Günümüzde halen mağaralarda, girintili çıkıntılı kayalıklarda yaşayan Tarahumara insanları, yaylacılık ile geçimlerini sağlamakta. Turizm gelirleri de olan ve modern olarak adlandırılan elektrik gibi yapılarla da tanışan bu insanlar bu özelliklerinden vazgeçmiyorlar.
Peki, maraton koşusunun bile 42 km 195 metre olduğu ve bunun üzerinde koşmanın insan sağlığı açısından ölümcül olabileceğini bildiğimiz bugünlerde, bu insanlar bunu nasıl başarıyorlar?
Aslında onların bu “Koşan İnsanlar” olmasının bir kaç sırrı var gibi:
Enerjilerini gereksiz yere harcamıyorlar. Koşma zamanında bizler normalde verdiğimizi kısa molaları ayakta geçiririz, oysa onlar su içmek için bir mola verseler oturmayı tercih ediyorlar.

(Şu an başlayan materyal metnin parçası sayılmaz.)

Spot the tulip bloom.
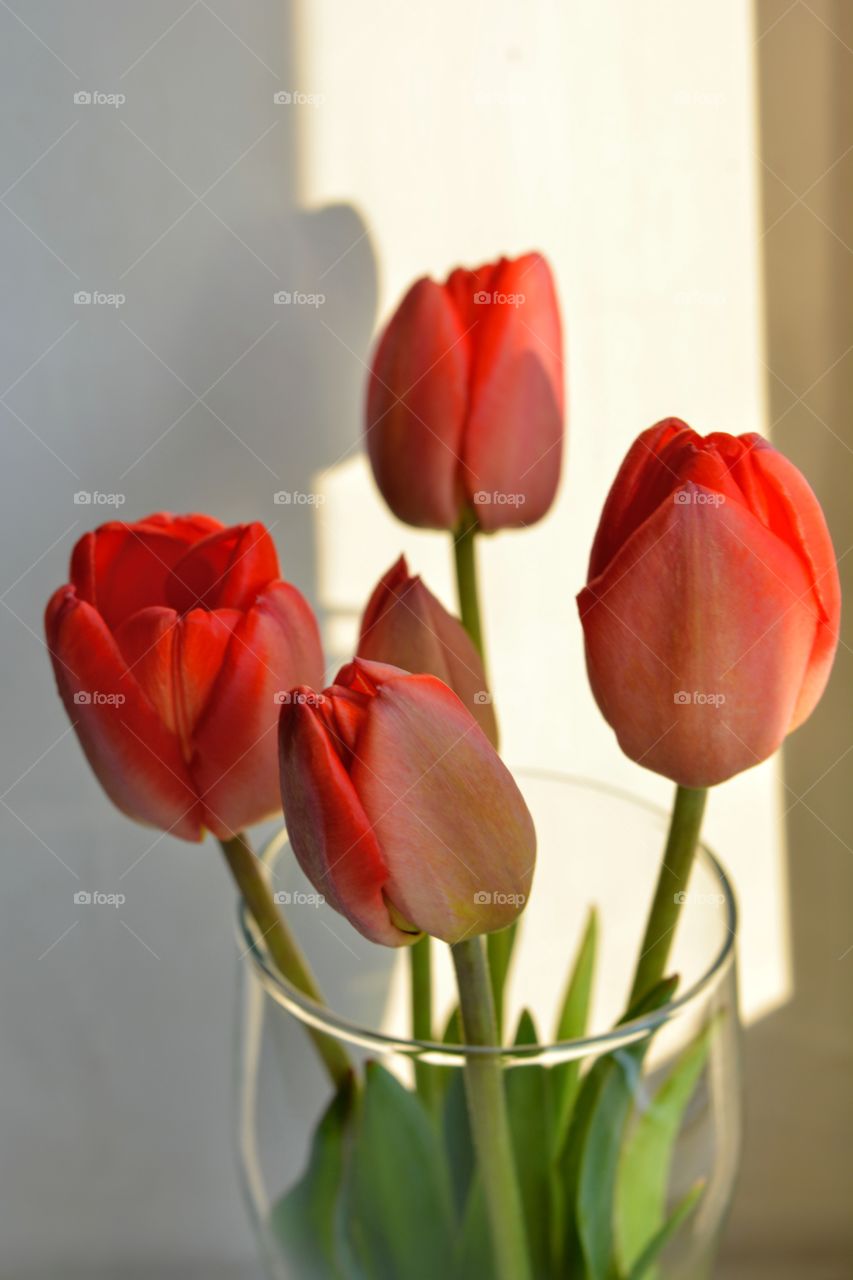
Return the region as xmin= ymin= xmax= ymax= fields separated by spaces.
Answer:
xmin=359 ymin=556 xmax=497 ymax=746
xmin=279 ymin=658 xmax=535 ymax=947
xmin=366 ymin=253 xmax=564 ymax=532
xmin=578 ymin=419 xmax=840 ymax=787
xmin=45 ymin=515 xmax=323 ymax=840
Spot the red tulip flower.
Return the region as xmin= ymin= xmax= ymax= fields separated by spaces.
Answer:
xmin=45 ymin=515 xmax=323 ymax=840
xmin=366 ymin=253 xmax=564 ymax=532
xmin=279 ymin=658 xmax=535 ymax=947
xmin=578 ymin=419 xmax=840 ymax=787
xmin=359 ymin=556 xmax=497 ymax=746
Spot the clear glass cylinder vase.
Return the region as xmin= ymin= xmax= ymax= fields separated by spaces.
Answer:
xmin=230 ymin=773 xmax=742 ymax=1280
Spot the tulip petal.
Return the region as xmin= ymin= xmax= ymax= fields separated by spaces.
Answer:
xmin=753 ymin=440 xmax=841 ymax=730
xmin=578 ymin=481 xmax=818 ymax=787
xmin=359 ymin=556 xmax=497 ymax=745
xmin=462 ymin=253 xmax=564 ymax=531
xmin=165 ymin=524 xmax=278 ymax=613
xmin=366 ymin=279 xmax=470 ymax=529
xmin=72 ymin=513 xmax=222 ymax=631
xmin=192 ymin=582 xmax=323 ymax=838
xmin=279 ymin=691 xmax=414 ymax=947
xmin=45 ymin=586 xmax=204 ymax=840
xmin=350 ymin=675 xmax=535 ymax=942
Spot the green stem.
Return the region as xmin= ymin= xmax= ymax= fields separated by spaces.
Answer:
xmin=452 ymin=511 xmax=514 ymax=1038
xmin=409 ymin=933 xmax=435 ymax=1107
xmin=219 ymin=832 xmax=351 ymax=1087
xmin=451 ymin=938 xmax=532 ymax=1280
xmin=628 ymin=787 xmax=708 ymax=1007
xmin=452 ymin=511 xmax=485 ymax=667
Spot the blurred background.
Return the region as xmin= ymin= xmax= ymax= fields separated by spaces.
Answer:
xmin=0 ymin=0 xmax=853 ymax=1280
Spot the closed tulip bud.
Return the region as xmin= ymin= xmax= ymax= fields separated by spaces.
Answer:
xmin=578 ymin=419 xmax=840 ymax=787
xmin=359 ymin=556 xmax=497 ymax=746
xmin=366 ymin=253 xmax=564 ymax=532
xmin=279 ymin=658 xmax=535 ymax=946
xmin=45 ymin=515 xmax=323 ymax=840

Koşarken ayaklarına ayakkabı yerine basit bir taban geçirmeleri de koşma performanslarını arttıran bir başka unsur. Son yapılan araştırmalar gösteriyor ki spor sakatlanmalarının önemli bir oranı kullandığımız ayakkabılardan geliyor ve dünyada hızla çıplak ayakla koşma modası da günümüzde artış göstermekte.
Tarahumaralar daima birey olarak değil, takım olarak koşuyor. Birbirlerinin enerjisinden beslenmenin yanısıra ve belli bir tempoya da adım uyduruyorlar, bu da gereksiz enerji harcamayı ortadan kaldırıyor.
Elbette temelde avlanmak, hayatta kalmak gibi nedenlerle koşsalar da yaptıkları işten keyif alıyorlar. Yüzlerinde koşarken acı, mutsuzluk yok.
En önemlisi hayat felsefeleri basitlik üzerine kurulu. Tarahumaralar, GPS saatlerine, kalp atış hızını ölçen monitörlere, hız hesaplayıcılarına,ve daha evvelde dediğim gibi ayakkabıya güvenmiyor. İşleri basit tutmak, yalnızca çalışmaya odaklanmalarına izin veriyor.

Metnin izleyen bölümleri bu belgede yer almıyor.